Many researchers have forgotten that in the original model for the operon published in the Journal of Molecular Biology in 1961, Jacob and Monod proposed that the repressor is the product of a regulatory gene—that is, an RNA repressor that would act either in a region of the DNA upstream of the operon, to repress its transcription, or at the start of the operon mRNA, to prevent translation of the message ( Fig. 6). Following the publication of this model, researchers analyzed in detail the regulation of the lactose operon and found that the Lac repressor is not in fact an RNA molecule but instead a protein that works upstream of operon genes, as discussed earlier. For years, this discovery was followed by numerous successful discoveries of other repressors, forgetting a key part of Jacob and Monod’s hypothesis— repressors could also be RNA.

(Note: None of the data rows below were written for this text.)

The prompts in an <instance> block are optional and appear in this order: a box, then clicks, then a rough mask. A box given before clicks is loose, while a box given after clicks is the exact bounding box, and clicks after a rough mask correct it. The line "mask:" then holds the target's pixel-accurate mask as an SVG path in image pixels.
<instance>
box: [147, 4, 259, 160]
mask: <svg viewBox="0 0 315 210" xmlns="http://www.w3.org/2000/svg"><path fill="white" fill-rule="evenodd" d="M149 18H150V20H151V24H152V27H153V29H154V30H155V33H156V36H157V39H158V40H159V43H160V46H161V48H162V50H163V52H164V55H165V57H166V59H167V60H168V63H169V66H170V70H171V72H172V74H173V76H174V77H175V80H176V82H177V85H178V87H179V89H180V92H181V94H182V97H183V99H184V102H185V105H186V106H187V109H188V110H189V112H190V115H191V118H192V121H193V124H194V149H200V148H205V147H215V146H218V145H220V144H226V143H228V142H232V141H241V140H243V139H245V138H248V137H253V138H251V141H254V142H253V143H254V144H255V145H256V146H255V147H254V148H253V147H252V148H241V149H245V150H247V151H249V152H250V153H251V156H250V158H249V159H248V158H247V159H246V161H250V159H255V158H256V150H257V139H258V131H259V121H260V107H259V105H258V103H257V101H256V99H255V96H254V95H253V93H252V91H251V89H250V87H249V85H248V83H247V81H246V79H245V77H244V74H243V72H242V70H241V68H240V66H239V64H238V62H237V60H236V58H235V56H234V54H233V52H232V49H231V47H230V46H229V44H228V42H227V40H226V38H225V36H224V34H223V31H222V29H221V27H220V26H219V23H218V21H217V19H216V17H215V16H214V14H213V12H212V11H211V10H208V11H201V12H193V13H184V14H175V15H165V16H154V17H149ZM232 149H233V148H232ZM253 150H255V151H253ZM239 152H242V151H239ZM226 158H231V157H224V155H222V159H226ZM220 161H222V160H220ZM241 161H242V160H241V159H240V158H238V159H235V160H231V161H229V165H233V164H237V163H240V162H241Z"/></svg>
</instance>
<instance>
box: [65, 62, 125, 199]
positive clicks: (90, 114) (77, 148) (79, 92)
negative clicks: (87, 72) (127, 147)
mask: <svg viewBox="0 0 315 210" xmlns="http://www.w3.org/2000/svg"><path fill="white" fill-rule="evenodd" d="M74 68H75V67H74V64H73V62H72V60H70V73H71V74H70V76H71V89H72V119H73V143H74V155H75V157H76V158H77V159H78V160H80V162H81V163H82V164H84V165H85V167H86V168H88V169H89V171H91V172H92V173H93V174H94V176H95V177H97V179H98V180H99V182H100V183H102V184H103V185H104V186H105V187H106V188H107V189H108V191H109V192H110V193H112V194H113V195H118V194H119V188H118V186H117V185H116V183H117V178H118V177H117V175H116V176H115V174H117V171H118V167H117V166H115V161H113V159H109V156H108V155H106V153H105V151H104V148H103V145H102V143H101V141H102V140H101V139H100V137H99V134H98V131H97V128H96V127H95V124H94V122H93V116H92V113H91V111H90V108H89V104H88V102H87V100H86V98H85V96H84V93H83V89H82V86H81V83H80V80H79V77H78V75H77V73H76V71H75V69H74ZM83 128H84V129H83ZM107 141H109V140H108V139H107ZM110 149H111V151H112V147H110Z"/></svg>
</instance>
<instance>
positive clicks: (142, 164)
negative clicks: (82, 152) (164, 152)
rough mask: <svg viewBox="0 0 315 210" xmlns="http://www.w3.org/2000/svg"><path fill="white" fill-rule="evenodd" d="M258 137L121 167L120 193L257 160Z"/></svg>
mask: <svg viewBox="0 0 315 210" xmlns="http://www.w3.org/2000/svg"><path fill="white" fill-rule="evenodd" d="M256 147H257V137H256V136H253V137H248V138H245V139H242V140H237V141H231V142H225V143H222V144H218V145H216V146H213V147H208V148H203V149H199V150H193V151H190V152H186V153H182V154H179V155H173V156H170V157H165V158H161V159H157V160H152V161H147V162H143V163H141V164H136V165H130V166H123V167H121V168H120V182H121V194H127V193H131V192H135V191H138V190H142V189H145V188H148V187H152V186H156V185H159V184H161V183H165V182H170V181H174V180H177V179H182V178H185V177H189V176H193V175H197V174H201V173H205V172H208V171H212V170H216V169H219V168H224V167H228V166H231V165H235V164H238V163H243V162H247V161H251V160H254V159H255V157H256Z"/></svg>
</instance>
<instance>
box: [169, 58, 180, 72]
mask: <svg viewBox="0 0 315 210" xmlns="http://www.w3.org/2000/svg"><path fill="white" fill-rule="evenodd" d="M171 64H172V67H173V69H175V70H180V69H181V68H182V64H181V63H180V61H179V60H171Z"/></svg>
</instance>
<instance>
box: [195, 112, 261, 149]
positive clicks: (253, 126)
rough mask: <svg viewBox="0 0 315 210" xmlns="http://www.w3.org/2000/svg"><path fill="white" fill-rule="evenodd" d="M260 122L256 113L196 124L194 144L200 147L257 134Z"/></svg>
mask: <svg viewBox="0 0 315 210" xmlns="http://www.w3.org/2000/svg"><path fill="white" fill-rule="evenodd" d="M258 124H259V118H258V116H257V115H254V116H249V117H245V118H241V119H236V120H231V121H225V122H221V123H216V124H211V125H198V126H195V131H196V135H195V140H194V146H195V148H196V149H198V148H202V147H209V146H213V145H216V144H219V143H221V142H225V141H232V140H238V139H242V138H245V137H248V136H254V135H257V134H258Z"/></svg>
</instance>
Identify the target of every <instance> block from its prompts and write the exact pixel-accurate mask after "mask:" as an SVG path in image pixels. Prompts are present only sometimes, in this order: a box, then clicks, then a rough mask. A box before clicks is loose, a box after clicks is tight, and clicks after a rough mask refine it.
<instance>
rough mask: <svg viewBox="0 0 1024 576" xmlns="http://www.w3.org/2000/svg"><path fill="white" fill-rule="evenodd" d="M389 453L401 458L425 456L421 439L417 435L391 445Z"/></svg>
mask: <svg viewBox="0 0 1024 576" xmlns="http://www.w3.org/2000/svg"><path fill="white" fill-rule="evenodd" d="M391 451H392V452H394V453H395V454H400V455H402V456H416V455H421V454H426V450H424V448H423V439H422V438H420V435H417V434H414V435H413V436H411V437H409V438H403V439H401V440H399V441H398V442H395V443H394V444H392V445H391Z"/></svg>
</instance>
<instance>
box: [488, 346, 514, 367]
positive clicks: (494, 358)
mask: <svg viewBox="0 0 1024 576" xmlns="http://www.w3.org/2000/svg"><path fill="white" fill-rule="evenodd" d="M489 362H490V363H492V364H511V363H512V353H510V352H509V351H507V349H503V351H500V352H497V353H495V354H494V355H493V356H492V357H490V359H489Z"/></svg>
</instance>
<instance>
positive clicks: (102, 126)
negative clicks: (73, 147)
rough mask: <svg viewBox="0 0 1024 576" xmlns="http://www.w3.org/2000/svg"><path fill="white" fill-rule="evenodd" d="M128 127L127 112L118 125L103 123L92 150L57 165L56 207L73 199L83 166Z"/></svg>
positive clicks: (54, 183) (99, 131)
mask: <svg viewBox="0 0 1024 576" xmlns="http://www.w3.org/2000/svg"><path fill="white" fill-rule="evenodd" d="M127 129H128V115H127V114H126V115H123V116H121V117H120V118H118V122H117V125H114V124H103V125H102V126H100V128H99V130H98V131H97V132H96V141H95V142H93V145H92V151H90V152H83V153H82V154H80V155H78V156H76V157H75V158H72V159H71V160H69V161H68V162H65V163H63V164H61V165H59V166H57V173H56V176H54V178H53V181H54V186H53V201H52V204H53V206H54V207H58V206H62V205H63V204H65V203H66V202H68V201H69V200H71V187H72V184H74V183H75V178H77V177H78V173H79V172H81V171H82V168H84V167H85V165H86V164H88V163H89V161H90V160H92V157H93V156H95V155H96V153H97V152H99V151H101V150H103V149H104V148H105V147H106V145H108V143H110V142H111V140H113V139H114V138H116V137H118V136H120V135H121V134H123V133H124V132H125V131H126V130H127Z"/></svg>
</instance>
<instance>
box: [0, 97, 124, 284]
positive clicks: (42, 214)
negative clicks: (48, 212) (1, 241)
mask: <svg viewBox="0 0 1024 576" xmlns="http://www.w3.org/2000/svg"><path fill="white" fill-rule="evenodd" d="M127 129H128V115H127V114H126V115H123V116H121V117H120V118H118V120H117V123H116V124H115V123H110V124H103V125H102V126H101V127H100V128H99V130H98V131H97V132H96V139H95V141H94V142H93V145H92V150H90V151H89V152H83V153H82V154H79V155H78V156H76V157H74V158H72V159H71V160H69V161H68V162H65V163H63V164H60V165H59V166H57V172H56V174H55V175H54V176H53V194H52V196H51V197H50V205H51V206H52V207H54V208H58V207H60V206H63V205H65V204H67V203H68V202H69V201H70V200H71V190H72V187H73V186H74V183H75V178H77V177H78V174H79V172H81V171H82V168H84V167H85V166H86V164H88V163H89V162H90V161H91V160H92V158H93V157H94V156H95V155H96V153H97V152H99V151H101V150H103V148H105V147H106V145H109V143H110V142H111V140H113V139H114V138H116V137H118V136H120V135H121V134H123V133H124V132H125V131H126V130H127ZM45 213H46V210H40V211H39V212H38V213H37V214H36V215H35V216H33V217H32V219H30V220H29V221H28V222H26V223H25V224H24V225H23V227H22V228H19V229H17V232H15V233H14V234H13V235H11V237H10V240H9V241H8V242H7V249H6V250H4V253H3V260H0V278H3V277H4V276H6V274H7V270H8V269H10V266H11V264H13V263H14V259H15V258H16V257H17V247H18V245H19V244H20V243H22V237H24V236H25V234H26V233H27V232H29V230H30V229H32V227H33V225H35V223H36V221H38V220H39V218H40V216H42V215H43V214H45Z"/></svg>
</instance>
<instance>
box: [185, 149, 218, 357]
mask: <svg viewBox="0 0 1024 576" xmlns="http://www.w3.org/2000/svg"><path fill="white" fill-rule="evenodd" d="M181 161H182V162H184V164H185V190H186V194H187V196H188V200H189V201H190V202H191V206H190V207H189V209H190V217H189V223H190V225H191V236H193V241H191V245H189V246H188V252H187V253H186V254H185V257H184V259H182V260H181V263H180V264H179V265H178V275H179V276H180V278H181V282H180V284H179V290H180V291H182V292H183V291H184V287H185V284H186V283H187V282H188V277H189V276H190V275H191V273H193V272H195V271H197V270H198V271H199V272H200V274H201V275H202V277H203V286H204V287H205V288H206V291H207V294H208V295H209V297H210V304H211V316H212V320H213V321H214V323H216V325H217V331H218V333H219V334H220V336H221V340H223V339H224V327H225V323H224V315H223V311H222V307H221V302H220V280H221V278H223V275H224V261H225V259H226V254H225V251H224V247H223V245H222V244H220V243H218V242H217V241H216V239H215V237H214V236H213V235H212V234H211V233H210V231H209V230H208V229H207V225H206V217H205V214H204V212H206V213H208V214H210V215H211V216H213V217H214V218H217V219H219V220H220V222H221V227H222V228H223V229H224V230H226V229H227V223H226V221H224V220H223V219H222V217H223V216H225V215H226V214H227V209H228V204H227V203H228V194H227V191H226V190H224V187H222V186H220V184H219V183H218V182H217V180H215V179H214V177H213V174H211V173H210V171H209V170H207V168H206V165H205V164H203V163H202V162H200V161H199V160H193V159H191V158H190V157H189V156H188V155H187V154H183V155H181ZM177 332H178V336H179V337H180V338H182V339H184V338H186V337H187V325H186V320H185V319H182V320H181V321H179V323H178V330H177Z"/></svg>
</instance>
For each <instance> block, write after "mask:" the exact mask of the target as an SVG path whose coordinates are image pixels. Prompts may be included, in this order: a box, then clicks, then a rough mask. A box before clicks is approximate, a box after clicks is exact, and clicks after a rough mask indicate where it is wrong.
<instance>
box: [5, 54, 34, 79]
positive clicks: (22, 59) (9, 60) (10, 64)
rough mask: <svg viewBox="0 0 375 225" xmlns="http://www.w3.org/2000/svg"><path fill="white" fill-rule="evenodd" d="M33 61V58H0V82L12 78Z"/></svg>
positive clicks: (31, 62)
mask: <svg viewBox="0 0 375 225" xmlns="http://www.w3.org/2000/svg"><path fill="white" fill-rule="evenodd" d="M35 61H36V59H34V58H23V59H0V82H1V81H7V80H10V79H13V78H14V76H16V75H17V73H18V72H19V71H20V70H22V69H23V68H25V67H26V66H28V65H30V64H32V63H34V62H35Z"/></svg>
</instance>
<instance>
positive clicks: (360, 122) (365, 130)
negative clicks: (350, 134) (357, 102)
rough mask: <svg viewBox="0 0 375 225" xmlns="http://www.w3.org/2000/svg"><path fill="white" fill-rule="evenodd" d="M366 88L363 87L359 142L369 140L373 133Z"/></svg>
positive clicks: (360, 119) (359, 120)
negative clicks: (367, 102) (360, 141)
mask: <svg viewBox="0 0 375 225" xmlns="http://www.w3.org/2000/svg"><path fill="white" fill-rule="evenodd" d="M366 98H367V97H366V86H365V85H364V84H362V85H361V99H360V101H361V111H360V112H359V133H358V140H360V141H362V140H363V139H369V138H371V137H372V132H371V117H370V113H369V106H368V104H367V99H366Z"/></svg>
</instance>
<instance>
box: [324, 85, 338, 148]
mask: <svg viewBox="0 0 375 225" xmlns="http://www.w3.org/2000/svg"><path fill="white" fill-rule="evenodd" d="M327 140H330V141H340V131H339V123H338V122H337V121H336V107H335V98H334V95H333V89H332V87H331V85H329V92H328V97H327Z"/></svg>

The operon model has been shown to occur in all bacteria, other prokaryotes, and some eukaryotes (particularly in worms such as the nematode Caenorhab-ditis elegans) . It has thus been refined and enriched. We now know that genes can be repressed by a variety of repressors that more or less resemble the Lac repressor. Certain genes can be repressed by several repressors but others may also be activated. In this case, it is not a negative regulation that occurs, as for the lac operon, but a positive regulation, with an activator protein that binds upstream of the operon when specific conditions require genes to be expressed. One of the best-known activator proteins in bacteria is the protein CAP or CRP in Escherichia coli , which binds cyclic AMP , a molecule that acts as a hormone and can activate genes involved in the use of sugars other than glucose in bacteria.